Vhagar era a maior dragão vivo em A Casa do Dragão e carregava o título de Rainna dos Dragões. Como antiga montaria de Visenya Targaryen, participou da Conquista de Westeros ao lado de Balerion e Meraxes, tornando-se uma das últimas criaturas vivas daquela época. Já bastante idosa durante a guerra civil, carregava cicatrizes de inúmeras batalhas, mas seu tamanho, força e o poder de suas chamas faziam dela a arma mais temida dos céus de Westeros. Após a morte de Laena Velaryon, foi reivindicada por Aemond Targaryen e passou a lutar pelos Verdes. Seu último voo aconteceu na Batalha Acima do Olho dos Dragões, quando enfrentou Caraxes em um duelo devastador que terminou com a morte de ambos os dragões e de seus cavaleiros.

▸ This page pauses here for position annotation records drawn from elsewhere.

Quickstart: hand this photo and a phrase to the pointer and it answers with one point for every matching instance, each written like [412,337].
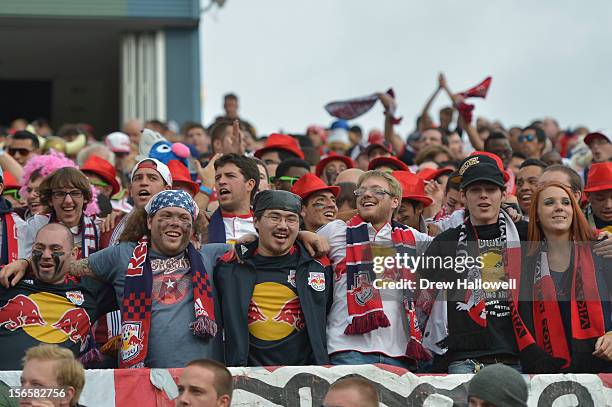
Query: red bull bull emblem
[75,297]
[131,340]
[317,281]
[291,313]
[75,324]
[255,314]
[19,312]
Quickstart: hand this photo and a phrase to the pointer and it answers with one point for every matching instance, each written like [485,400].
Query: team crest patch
[291,278]
[131,340]
[75,297]
[317,281]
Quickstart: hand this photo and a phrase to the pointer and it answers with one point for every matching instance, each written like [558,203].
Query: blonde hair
[68,371]
[394,186]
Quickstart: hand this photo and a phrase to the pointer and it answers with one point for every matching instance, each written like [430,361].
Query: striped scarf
[364,302]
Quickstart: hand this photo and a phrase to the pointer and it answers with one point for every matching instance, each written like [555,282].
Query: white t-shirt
[391,341]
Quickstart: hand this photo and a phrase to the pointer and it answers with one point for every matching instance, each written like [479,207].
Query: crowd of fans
[152,247]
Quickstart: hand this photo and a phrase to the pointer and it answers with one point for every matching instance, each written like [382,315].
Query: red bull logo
[46,317]
[75,324]
[291,314]
[20,312]
[317,281]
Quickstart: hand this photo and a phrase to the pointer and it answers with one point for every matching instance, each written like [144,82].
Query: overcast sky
[287,58]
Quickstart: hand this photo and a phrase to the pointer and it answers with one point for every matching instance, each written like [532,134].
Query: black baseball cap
[480,168]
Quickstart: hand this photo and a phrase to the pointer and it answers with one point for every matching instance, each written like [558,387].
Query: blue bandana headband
[172,198]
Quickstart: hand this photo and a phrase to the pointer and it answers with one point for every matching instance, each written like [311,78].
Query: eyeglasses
[61,195]
[276,219]
[377,192]
[291,180]
[21,151]
[12,192]
[96,183]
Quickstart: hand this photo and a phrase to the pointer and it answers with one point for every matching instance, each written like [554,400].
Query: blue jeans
[468,366]
[352,357]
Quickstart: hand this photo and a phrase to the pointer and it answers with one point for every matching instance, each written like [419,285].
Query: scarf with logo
[137,304]
[587,321]
[364,302]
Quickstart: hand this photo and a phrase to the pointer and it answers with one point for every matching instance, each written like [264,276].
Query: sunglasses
[96,183]
[21,151]
[291,180]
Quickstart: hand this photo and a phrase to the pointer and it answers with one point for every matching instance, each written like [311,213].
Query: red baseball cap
[180,173]
[600,177]
[309,183]
[428,174]
[281,142]
[413,187]
[332,156]
[103,169]
[391,161]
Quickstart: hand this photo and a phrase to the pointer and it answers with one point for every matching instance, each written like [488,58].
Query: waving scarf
[137,304]
[365,306]
[587,322]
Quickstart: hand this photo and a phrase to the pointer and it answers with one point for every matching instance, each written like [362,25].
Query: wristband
[206,190]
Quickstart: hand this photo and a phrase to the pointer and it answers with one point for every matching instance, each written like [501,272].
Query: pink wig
[47,164]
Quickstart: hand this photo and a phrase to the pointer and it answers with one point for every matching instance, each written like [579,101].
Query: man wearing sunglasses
[532,141]
[22,146]
[288,172]
[385,331]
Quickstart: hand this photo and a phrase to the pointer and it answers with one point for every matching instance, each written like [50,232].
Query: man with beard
[318,201]
[331,166]
[67,195]
[275,298]
[414,200]
[49,307]
[527,182]
[236,182]
[367,324]
[161,282]
[599,194]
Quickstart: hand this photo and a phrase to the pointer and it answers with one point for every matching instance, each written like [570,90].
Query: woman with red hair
[564,290]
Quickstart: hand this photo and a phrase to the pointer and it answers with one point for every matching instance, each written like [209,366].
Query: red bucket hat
[600,177]
[180,173]
[413,187]
[281,142]
[398,164]
[309,183]
[332,156]
[9,181]
[103,169]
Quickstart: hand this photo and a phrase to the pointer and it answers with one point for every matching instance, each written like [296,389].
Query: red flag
[478,91]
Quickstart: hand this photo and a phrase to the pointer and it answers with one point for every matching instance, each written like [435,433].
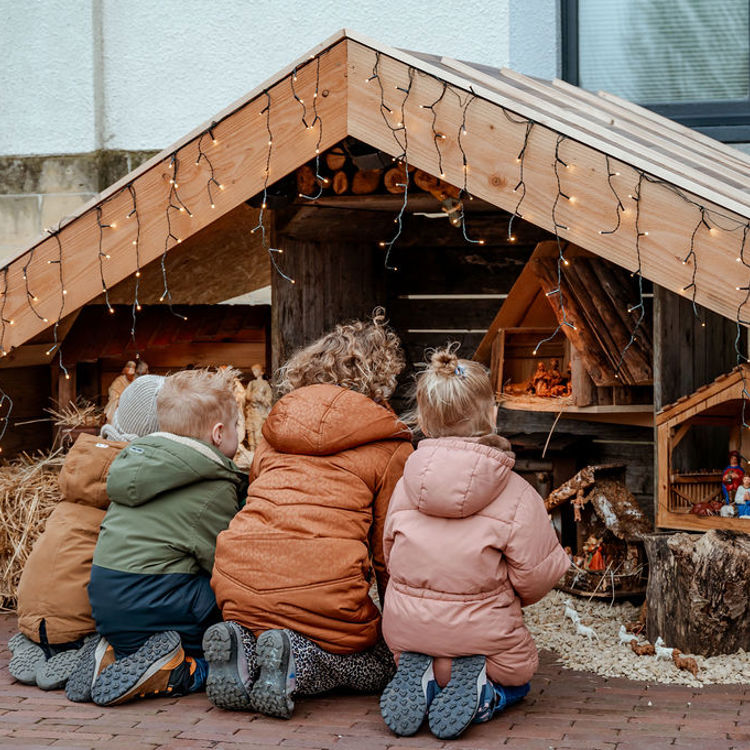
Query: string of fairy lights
[393,104]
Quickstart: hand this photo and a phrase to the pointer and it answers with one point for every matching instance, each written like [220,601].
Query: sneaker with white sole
[94,656]
[272,692]
[407,697]
[455,706]
[158,668]
[229,679]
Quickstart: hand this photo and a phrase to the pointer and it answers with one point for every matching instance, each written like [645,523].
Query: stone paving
[565,710]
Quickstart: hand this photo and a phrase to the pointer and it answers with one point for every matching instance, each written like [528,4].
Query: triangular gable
[625,184]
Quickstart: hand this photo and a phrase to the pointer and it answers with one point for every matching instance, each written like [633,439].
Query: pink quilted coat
[467,544]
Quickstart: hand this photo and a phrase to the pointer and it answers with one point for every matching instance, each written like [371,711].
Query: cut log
[335,159]
[340,182]
[395,179]
[698,598]
[366,181]
[306,182]
[579,336]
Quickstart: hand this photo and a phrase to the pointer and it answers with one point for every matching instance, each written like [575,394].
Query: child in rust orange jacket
[468,543]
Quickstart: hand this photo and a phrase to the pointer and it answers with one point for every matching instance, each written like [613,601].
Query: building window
[686,59]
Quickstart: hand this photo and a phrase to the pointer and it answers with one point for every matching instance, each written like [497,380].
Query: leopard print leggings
[318,671]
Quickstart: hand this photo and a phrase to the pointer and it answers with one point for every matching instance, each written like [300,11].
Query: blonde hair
[363,356]
[191,402]
[454,396]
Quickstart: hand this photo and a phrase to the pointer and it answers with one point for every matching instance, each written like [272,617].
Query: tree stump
[698,594]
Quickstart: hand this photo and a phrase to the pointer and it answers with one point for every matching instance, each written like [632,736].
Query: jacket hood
[161,462]
[458,477]
[320,420]
[83,478]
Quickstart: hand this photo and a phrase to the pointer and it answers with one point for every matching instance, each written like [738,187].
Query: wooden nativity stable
[591,231]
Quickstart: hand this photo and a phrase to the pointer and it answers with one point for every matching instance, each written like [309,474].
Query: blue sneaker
[407,697]
[496,698]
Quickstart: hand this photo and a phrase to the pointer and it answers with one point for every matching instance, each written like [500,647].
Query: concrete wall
[89,87]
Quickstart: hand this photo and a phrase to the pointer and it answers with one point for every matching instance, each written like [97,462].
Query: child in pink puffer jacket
[467,543]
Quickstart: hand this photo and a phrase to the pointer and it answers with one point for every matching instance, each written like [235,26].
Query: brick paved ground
[565,709]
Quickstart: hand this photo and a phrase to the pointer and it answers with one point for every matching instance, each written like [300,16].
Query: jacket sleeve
[534,556]
[392,474]
[213,518]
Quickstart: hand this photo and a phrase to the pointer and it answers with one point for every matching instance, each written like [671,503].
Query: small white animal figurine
[589,632]
[626,637]
[570,612]
[661,651]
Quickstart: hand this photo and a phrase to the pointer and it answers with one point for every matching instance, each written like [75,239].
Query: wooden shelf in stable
[641,415]
[718,404]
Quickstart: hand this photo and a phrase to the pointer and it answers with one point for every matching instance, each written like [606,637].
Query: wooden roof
[591,150]
[711,398]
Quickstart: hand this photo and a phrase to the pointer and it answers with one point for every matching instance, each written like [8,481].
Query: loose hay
[28,493]
[608,657]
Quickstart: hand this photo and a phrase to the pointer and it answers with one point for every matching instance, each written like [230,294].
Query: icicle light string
[640,307]
[402,160]
[203,156]
[316,121]
[102,255]
[437,136]
[464,191]
[520,159]
[174,203]
[619,207]
[272,251]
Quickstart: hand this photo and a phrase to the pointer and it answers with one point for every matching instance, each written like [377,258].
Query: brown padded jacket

Vermithor, conhecido como Fúria de Bronze, era um dos dragões mais poderosos da Casa Targaryen. Com escamas bronzeadas e asas de tom castanho, foi antiga montaria do rei Jaehaerys I e permaneceu décadas sem aceitar um novo cavaleiro após a morte do monarca. Durante a Dança dos Dragões, era o segundo maior dragão vivo, ficando atrás apenas de Vhagar. Mais tarde, passou a ser montado por Hugh Martelo durante a Semeadura das Sementes. Inicialmente lutando pelos Negros, o cavaleiro traiu Rhaenyra na Primeira Batalha de Tumbleton, mudando o rumo da guerra. Meses depois, já sem montador, Vermithor entrou em combate na Segunda Batalha de Tumbleton, onde enfrentou Fumaresia e Tessarion. Apesar de derrotar Fumaresia, o enorme dragão também sucumbiu aos ferimentos.
Além dos dragões montados, a Dança dos Dragões também contou com três criaturas selvagens que nunca viveram sob o controle da família Targaryen. O mais famoso deles é Canibal, um dragão de grandes proporções que recebeu esse nome por atacar ovos, filhotes e até outros dragões. Extremamente agressivo, nunca aceitou um cavaleiro e passou toda a guerra vivendo livre em Pedra do Dragão. Rouba Ovelhas ganhou fama pelo hábito de atacar rebanhos nas ilhas próximas para se alimentar, sendo posteriormente domesticado. Fantasma Cinzento era o mais discreto dos três, preferindo viver isolado e se alimentar de peixes.
A guerra civil Targaryen foi responsável pelo declínio da dinastia e da era dos dragões em Westeros. Ao longo da Dança dos Dragões, praticamente todas as criaturas envolvidas no conflito acabaram mortas em batalhas, cercos ou durante a Invasão do Fosso dos Dragões. Quando a guerra chegou ao fim, apenas quatro dragões continuaram vivos: Canibal, Rouba Ovelhas, Asaprata e Manhã. Apesar de escaparem da guerra civil, eles não conseguiram impedir o desaparecimento da espécie. Nas décadas seguintes, os últimos dragões morreram e os ovos deixaram de chocar, encerrando uma era que só voltaria a mudar cerca de 150 anos depois, com o nascimento dos dragões de Daenerys Targaryen em Game of Thrones.